ADDRESS OF JOHN PAUL II
TO THE MEMBERS OF THE COMMUNITY
OF THE MIKOŁAJ KOPERNIK UNIVERSITY
IN TORUN (POLAND)
Tuesday, 23 November 2004
Your Eminence,
Venerable Brothers in the Episcopate,
Distinguished Members of the Senate and the Academic Staff,
Honourable Authorities,
Dear Brothers and Sisters,
1. I cordially greet you all. I am pleased to be able to welcome so distinguished a representation of the Mikołaj Kopernik University in Torun. I thank the Rector Magnificent for his courteous words and the Academic Senate for having conferred upon me the title of doctor honoris causa. I accept it with gratitude as a sign of the dialogue between science and faith that is continuously developing.
2. As I welcome you to the Vatican, distinguished ladies and gentlemen, I recall that day in June 1999 when I was granted to cross the threshold of your Athenaeum. I also remember speaking precisely of this dialogue, whose purpose is to overcome the illuminist opposition between truth reached by reason and truth understood through faith. Today, we understand better and better that it is a question of the same truth and that people who reach it in their own different ways are not journeying alone but also seek confirmation of their own intuitions in the encounter with others. Only then will scholars and people of culture be truly able to assume that special responsibility which I mentioned at Torun: the "responsibility for truth: to strive for it, to defend it and to live in accordance with it" (Address to the Rectors of Academic Institutions, Torun, Poland, 7 June 1999, n. 5; L'Osservatore Romano English edition, 16 June 1999, p. 8).

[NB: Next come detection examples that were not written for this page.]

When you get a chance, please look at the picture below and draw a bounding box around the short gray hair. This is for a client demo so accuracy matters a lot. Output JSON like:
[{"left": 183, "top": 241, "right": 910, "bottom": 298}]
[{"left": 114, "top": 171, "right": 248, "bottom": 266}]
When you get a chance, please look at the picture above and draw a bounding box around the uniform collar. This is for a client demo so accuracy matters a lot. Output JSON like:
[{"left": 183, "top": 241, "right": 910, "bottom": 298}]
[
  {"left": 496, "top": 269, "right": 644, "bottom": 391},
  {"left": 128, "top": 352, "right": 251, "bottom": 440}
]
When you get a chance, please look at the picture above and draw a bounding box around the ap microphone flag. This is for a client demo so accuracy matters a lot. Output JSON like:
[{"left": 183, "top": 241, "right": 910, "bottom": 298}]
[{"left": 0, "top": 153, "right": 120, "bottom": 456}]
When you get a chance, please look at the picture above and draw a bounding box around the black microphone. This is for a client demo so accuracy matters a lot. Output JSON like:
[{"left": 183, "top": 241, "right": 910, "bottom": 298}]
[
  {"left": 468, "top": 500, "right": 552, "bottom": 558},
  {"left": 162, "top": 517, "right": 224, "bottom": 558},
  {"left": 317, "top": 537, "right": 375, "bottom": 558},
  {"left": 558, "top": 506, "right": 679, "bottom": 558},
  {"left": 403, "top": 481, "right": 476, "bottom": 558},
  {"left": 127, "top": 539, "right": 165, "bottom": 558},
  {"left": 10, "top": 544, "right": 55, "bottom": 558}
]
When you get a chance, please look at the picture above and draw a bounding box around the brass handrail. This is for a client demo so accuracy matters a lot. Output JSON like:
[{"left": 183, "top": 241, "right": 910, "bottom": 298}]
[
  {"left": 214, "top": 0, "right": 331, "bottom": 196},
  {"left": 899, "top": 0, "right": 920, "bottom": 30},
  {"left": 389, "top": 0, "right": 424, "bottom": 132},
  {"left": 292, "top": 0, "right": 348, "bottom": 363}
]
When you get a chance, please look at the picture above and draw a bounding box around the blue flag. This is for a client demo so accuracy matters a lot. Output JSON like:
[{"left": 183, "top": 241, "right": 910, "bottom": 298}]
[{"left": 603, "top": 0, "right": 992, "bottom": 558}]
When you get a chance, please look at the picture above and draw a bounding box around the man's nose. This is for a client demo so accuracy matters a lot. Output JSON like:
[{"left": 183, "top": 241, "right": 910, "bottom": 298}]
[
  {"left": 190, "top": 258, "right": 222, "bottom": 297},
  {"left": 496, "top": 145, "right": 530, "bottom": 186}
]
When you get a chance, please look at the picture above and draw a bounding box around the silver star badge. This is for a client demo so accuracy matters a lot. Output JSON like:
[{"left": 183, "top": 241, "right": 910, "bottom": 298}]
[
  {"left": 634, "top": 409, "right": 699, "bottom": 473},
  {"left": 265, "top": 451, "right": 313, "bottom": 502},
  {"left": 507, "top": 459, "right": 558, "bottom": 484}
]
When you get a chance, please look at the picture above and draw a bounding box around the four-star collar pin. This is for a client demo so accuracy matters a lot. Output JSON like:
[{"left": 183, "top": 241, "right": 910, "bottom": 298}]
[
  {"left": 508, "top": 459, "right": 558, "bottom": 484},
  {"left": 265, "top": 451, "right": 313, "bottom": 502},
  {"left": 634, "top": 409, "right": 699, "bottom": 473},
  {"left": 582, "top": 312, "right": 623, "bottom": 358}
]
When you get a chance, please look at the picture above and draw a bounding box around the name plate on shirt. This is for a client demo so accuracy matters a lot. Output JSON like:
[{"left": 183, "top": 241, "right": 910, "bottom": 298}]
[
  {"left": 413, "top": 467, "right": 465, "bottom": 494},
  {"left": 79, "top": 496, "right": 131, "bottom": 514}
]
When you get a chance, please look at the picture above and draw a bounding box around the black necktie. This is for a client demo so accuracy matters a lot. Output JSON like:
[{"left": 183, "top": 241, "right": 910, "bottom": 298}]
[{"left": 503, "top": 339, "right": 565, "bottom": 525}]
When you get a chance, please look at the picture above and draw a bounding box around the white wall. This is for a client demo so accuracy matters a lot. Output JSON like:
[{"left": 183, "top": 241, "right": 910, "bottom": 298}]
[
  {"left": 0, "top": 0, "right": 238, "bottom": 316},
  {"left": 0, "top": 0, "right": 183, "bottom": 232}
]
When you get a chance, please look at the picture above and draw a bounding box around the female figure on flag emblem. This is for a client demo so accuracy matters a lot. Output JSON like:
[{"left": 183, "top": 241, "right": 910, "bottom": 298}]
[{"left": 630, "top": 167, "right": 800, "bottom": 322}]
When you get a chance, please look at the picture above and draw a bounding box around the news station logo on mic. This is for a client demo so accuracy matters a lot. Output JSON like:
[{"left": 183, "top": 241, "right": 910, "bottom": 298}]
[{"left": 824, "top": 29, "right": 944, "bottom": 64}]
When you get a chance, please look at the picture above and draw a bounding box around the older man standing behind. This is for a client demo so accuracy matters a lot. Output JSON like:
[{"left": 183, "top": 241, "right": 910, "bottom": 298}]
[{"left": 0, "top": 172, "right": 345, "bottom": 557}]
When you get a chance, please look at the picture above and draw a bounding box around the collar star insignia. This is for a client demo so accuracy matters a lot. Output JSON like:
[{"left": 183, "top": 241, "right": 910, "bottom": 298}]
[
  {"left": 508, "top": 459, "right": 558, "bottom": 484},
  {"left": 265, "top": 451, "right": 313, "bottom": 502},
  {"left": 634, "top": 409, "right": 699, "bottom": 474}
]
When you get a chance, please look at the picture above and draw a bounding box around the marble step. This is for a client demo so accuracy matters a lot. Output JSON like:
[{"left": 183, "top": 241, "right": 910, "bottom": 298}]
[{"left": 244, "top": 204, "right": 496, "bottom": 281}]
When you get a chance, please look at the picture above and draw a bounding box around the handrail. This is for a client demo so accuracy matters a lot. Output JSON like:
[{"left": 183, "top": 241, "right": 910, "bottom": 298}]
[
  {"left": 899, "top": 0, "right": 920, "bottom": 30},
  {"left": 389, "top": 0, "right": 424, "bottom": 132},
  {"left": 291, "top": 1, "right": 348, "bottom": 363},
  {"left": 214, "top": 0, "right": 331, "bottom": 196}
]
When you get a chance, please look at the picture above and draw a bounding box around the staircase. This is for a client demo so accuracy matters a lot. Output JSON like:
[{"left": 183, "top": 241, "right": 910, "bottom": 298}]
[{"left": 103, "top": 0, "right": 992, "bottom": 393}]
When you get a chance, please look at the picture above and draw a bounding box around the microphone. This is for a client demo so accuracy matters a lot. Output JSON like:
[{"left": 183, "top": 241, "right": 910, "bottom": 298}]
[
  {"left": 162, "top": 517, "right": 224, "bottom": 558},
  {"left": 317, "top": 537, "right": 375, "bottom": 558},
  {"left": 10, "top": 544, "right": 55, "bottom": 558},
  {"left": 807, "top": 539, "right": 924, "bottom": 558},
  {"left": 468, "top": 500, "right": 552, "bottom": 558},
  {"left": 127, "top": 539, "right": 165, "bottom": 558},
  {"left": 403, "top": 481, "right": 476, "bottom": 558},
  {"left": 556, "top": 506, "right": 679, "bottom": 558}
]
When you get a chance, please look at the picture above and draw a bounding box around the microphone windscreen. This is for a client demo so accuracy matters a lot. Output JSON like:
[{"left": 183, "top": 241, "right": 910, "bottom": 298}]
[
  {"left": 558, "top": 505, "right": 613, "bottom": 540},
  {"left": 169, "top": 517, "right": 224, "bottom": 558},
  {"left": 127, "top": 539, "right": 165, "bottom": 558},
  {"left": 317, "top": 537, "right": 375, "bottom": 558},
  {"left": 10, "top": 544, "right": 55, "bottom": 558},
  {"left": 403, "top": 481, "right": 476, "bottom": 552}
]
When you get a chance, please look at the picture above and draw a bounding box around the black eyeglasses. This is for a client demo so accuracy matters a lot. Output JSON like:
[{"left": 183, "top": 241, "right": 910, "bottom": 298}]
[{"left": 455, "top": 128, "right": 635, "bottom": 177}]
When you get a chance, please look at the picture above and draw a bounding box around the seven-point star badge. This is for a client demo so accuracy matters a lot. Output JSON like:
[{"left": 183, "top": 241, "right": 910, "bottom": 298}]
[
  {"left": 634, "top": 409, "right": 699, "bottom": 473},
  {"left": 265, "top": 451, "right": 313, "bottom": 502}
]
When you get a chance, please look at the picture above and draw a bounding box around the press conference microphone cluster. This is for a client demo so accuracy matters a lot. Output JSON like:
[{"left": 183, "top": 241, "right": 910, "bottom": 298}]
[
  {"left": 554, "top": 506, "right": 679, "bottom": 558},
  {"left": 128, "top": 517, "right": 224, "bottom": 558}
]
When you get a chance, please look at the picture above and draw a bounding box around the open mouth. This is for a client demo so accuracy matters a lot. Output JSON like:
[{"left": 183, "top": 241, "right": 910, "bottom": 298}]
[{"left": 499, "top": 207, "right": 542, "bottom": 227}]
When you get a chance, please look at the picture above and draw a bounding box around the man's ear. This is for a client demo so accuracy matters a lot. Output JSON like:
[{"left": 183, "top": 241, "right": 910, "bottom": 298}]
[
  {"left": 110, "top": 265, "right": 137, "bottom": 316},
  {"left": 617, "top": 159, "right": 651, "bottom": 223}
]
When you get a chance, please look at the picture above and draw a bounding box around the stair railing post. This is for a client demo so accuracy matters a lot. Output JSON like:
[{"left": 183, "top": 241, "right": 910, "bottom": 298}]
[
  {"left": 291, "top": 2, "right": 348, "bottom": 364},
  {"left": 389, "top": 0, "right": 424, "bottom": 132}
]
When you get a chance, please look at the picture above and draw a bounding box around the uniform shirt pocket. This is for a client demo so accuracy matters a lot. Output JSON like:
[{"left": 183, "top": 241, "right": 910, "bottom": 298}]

3. I am delighted that the Mikołaj Kopernik University is developing dynamically and offering to an increasing number of young people the possibility of acquiring knowledge. It is good that the Faculty of Theology can also participate in this development. As I am aware, it has been given an impetus by the support that the local Authorities are giving to the city, which certainly has every right to be called the "university city". May this joint effort be useful to the city and region of Torun and to the whole of Poland. No nation can possess a greater treasure than to be made up of learned citizens.
4. Distinguished ladies and gentlemen, once again I thank you for your visit. Please take back my greeting to all the teachers and students at your University, and also to all the inhabitants of the city of Torun. May God's blessing be with you always! May God favour you!